"The power of authoritative absolution": Hobart on the Absolution at Mattins and Evensong
In the service of the Church the Churchman recognizes the power of authoritative absolution in the Christian ministry, founded on the declaration of Christ to his apostles, and through them to their successors to the end of the world - "Whose soever sins ye remit, they are remitted; and whose soever sins ye retain, they are retained." While he acknowledges this power in the due administration of the sacraments and of ecclesiastical discipline, he considers it as also exercised in the sentence of absolution in the daily worship, by which he maintains God certifies, to those who truly repent and believe, the pardon of their sins.
But while in making this absolution a part of the daily service, he differs from his Protestant brethren in general, he even more essentially differs from the Church of Rome. For the Church of Rome makes the absolution of the Priest in the sacrament of penance essential to the salvation of every individual. The Churchman only considers a general absolution as an edifying and consolatory part of public service. The Church of Rome makes auricular confession - the private confession to the Priest by every individual of all his sins of thought, word, and deed - an indispensable condition of forgiveness. The Churchman justly deems auricular confession and private absolution, an encroachment on the rights of conscience, an invasion of the prerogative of the Searcher of Hearts, and, with some exceptions, hostile to domestic and social happiness, and licentious and corrupting in its tendency.
Note how Hobart here repeats the well-established Laudian and High Church view that the power of keys was more expansive than absolution, referring to wider ministerial acts. Including absolution, however, it finds expression in the Absolution at Mattins and Evensong: here is "authoritative absolution", flowing from the dominical commission. Alongside this, Hobart's rejection of auricular confession and private absolution reflects the 18th century High Church tradition's increased reserve regarding even its occasional practice.

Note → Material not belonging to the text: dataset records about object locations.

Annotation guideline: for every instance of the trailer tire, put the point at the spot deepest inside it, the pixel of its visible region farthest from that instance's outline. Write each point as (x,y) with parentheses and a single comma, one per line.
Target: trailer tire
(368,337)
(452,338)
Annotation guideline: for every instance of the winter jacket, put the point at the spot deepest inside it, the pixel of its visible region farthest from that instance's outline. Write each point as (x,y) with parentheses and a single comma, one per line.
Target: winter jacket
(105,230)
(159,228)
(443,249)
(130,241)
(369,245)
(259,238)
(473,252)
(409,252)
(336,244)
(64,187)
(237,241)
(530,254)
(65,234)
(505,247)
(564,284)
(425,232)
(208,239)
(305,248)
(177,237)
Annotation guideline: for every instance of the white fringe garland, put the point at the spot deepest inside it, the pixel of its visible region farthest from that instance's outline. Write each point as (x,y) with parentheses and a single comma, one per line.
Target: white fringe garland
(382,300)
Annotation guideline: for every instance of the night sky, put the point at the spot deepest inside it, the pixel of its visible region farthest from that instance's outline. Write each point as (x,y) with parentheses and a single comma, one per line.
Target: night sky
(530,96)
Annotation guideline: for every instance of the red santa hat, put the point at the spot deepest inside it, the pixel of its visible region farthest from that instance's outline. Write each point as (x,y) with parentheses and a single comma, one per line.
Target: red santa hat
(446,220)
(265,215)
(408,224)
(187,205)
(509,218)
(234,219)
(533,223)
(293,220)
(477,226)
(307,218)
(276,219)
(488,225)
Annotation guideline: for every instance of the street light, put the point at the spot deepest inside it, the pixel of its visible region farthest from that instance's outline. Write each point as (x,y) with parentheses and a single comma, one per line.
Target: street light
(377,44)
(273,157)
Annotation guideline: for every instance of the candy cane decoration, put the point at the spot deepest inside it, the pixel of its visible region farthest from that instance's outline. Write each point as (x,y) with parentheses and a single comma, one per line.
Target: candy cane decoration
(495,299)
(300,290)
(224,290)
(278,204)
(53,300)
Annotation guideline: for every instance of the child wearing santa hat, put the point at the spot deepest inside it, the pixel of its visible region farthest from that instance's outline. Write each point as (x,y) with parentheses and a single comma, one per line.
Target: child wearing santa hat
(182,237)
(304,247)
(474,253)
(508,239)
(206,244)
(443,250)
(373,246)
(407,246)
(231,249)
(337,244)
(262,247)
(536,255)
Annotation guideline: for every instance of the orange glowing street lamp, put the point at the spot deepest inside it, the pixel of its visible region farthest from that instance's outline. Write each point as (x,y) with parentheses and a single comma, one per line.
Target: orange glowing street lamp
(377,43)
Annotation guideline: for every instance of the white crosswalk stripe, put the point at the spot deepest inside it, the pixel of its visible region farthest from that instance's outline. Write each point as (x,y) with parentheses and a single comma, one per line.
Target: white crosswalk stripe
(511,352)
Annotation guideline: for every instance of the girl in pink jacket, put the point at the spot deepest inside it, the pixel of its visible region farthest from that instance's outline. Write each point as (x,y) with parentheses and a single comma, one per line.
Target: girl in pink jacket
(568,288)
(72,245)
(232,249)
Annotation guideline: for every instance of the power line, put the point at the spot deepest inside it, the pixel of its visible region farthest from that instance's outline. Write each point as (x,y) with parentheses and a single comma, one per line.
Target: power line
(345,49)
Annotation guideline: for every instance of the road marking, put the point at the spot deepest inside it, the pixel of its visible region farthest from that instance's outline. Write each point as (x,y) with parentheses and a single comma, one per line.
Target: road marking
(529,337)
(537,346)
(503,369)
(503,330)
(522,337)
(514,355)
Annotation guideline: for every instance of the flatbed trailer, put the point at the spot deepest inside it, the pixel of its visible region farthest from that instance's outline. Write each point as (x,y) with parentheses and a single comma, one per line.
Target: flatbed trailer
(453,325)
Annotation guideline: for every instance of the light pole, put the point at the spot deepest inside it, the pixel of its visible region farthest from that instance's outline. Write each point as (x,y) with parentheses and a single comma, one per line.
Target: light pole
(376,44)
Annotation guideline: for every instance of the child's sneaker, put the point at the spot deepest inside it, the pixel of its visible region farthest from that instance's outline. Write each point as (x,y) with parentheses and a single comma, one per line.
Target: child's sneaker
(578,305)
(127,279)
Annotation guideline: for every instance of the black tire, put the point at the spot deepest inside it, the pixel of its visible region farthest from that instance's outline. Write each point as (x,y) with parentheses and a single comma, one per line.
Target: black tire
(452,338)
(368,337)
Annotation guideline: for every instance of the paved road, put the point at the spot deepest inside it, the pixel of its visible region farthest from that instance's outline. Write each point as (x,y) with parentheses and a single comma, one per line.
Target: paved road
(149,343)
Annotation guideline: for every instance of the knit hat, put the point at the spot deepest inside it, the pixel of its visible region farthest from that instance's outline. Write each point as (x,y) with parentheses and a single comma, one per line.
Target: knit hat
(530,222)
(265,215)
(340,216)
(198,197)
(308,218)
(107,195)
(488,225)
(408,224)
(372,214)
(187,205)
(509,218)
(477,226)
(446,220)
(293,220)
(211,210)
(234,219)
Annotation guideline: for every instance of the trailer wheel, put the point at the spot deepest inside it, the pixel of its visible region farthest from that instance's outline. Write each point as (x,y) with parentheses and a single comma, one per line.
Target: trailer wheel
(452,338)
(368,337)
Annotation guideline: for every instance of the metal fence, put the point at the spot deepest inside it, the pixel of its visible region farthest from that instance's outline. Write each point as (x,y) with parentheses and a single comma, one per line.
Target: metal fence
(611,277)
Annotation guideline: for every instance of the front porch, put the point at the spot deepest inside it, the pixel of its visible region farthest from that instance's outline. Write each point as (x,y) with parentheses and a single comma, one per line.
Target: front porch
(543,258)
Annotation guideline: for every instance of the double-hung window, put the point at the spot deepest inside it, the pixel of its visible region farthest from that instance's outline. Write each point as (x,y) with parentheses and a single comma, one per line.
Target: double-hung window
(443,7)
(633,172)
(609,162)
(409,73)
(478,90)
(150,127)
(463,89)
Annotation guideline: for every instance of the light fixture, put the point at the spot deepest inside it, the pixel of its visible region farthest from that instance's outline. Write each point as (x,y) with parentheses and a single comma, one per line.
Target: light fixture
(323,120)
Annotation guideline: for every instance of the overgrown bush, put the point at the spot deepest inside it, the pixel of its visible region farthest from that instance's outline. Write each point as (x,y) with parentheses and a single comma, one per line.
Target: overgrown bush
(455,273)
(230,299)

It is worth noting Hobart's Hookerian emphasis. The reference to "some exceptions" echoes Hooker relating private confession and absolution to "particular enormous crimes". The concern regarding "rights of conscience" is also seen in Hooker's emphasis that it is "the safer way, to refer men's hidden crimes unto God and themselves only". Finally, of course, the belief in the efficacy of the Absolution in the daily service is rooted in Hooker's affirmation that the difference between general and private absolution "is not so material, that any man's safety or ghostly good should depend upon it" (LEP VI.4.15).